The Bangladesh Cricket Board (BCB) opted not to send their three support staff with Indian nationality, to avoid visa issues amid political tensions between India and Pakistan. Less than two weeks from the start of the tour, the series was thrown into doubt, after the Bangladesh government had not yet given clearance for the team to travel. However, on 21 October 2019, the BCB confirmed the squad for the tour. The following day, the Pakistan Cricket Board (PCB) confirmed the itinerary for the tour.

Pakistan won all three WT20I matches.
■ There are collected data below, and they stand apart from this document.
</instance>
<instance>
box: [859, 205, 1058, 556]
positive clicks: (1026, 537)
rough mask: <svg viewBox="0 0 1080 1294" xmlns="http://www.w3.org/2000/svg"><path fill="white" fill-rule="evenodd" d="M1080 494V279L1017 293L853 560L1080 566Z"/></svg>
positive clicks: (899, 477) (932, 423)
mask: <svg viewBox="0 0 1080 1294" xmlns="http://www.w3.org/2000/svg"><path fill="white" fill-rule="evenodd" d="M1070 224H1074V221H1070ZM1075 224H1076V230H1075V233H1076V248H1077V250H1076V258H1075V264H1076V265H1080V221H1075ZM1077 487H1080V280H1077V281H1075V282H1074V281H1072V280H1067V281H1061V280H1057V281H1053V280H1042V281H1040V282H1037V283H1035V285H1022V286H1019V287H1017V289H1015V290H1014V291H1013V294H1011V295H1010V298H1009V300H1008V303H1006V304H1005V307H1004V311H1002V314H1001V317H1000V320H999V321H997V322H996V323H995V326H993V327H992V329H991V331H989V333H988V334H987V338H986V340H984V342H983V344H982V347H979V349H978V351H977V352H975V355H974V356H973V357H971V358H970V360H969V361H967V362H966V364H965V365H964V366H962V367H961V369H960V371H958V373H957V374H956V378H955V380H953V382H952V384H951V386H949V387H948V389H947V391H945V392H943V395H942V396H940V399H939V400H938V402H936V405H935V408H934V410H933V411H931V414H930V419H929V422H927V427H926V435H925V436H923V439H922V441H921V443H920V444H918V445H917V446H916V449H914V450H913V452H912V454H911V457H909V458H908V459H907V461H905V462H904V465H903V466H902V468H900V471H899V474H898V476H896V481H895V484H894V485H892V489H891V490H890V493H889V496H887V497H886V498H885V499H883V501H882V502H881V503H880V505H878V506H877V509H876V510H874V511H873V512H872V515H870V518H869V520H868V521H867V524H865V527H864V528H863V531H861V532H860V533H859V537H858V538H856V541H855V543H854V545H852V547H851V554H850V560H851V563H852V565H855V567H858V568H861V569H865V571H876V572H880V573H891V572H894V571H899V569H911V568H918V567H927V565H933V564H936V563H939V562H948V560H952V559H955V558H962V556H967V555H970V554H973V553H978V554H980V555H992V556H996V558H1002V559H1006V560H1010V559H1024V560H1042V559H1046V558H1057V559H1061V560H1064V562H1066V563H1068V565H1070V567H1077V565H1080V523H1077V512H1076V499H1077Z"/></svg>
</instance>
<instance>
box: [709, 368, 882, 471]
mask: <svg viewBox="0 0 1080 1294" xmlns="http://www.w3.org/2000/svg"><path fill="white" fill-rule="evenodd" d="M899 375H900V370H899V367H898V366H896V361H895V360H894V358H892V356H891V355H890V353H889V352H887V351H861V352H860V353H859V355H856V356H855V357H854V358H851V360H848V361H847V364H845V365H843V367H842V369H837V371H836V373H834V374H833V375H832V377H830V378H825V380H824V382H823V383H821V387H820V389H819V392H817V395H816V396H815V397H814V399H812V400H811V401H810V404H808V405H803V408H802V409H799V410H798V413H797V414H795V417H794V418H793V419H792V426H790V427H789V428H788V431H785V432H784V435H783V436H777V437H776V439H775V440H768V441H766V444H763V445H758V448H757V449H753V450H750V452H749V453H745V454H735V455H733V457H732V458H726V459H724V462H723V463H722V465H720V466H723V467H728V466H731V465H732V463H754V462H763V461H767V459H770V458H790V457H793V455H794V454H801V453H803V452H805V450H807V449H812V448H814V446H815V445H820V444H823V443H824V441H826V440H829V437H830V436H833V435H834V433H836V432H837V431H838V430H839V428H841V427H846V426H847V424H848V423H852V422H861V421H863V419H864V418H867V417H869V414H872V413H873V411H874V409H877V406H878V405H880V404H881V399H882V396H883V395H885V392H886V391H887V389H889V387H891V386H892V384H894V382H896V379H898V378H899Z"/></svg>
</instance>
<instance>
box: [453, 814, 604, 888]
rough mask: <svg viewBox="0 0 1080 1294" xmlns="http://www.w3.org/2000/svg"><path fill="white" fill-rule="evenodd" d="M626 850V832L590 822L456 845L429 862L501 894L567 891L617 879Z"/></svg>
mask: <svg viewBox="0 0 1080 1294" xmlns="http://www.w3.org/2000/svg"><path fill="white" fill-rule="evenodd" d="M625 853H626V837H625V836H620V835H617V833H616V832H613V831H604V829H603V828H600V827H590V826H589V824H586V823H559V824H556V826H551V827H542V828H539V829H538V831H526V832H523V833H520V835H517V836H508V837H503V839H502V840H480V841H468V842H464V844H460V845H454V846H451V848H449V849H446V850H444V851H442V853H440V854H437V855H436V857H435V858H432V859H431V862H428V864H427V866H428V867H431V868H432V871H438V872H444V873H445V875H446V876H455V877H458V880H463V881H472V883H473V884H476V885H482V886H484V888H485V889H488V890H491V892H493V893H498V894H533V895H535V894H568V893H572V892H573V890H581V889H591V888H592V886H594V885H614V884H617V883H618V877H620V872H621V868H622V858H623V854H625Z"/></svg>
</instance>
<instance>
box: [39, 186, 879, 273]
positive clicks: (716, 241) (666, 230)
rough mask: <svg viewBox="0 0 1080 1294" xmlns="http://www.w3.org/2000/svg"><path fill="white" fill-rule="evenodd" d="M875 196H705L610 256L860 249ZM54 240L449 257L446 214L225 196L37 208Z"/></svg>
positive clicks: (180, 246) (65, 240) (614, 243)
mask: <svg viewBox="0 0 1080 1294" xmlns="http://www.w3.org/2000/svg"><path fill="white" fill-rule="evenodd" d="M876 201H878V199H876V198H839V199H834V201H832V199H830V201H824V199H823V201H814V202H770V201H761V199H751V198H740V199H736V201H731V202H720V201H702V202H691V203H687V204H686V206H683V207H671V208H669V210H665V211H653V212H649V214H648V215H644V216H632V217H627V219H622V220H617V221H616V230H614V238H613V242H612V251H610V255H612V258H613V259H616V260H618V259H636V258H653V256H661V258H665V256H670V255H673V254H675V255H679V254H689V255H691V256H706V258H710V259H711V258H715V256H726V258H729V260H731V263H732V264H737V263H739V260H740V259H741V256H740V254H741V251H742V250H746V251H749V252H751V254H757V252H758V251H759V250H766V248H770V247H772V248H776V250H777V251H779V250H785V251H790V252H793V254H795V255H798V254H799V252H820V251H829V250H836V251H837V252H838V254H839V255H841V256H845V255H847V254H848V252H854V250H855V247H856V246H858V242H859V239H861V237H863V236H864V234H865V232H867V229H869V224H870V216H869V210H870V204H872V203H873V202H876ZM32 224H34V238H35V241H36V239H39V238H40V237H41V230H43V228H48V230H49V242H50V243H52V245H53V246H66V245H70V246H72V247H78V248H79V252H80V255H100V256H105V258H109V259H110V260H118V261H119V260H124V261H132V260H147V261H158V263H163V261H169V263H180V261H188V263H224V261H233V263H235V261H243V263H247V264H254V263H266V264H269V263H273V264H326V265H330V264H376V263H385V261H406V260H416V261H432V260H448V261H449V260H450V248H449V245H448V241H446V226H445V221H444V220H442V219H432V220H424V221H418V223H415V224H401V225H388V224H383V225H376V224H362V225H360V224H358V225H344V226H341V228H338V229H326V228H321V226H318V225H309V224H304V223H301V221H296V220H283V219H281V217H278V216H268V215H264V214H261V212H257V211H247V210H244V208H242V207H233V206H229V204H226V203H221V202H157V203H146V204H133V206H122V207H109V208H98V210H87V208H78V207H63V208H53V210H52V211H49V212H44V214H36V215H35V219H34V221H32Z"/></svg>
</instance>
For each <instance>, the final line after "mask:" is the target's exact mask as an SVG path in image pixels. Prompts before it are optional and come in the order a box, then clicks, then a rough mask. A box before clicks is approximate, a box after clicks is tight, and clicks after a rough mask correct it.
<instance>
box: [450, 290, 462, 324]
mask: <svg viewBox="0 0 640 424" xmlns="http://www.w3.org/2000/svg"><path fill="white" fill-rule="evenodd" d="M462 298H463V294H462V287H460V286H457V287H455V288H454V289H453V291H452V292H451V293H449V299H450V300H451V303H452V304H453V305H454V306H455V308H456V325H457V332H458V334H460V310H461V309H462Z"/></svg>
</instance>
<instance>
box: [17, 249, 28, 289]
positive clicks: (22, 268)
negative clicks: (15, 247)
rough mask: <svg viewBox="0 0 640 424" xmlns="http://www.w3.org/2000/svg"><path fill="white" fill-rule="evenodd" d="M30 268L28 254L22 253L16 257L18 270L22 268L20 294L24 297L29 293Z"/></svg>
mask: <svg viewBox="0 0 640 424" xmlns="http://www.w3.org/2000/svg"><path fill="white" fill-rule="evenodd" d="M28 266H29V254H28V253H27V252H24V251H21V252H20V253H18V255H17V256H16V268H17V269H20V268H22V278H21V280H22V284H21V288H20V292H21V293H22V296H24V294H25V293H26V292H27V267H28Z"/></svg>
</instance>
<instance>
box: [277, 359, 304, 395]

In the WODI series that was drawn 1-1, Pakistan won the first match by 29 runs, and Bangladesh the second by one wicket.

==Squads==

| WODIs |  | WT20Is |  |
|---|---|---|---|
| Pakistan | Bangladesh | Pakistan | Bangladesh |
| Bismah Maroof (c); Sidra Ameen; Diana Baig; Kainat Imtiaz; Sadia Iqbal; Iram Javed; Javeria Khan; Nahida Khan; Sana Mir; Sidra Nawaz (wk); Aliya Riaz; Fatima Sana; Nashra Sandhu; Syeda Aroob Shah; Omaima Sohail; | Rumana Ahmed (c); Nahida Akter; Sharmin Akhter; Jahanara Alam; Panna Ghosh; Fargana Hoque; Sanjida Islam; Fahima Khatun; Murshida Khatun; Salma Khatun; Khadija Tul Kubra; Sanjida Akter Meghla; Nigar Sultana (wk); Shamima Sultana; Sharmin Sultana; | Bismah Maroof (c); Sidra Ameen; Anam Amin; Diana Baig; Kainat Imtiaz; Sadia Iqbal; Iram Javed; Javeria Khan; Nahida Khan; Sana Mir; Saba Nazir; Sidra Nawaz (wk); Aliya Riaz; Omaima Sohail; Ayesha Zafar; | Salma Khatun (c); Rumana Ahmed; Sharmin Akhter; Jahanara Alam; Panna Ghosh; Fargana Hoque; Sanjida Islam; Khadija Tul Kubra; Sanjida Akter Meghla; Ekka Mollik; Lata Mondal; Ayasha Rahman; Nigar Sultana; Shamima Sultana (wk); Sharmin Sultana; |

Labone Akther, Nahida Akter, Happy Alam, Sabinkun Nahar Jesmin, Fahima Khatun, Ritu Moni, Sobhana Mostary and Zinnat Asia Orthi were also named as standby players for Bangladesh.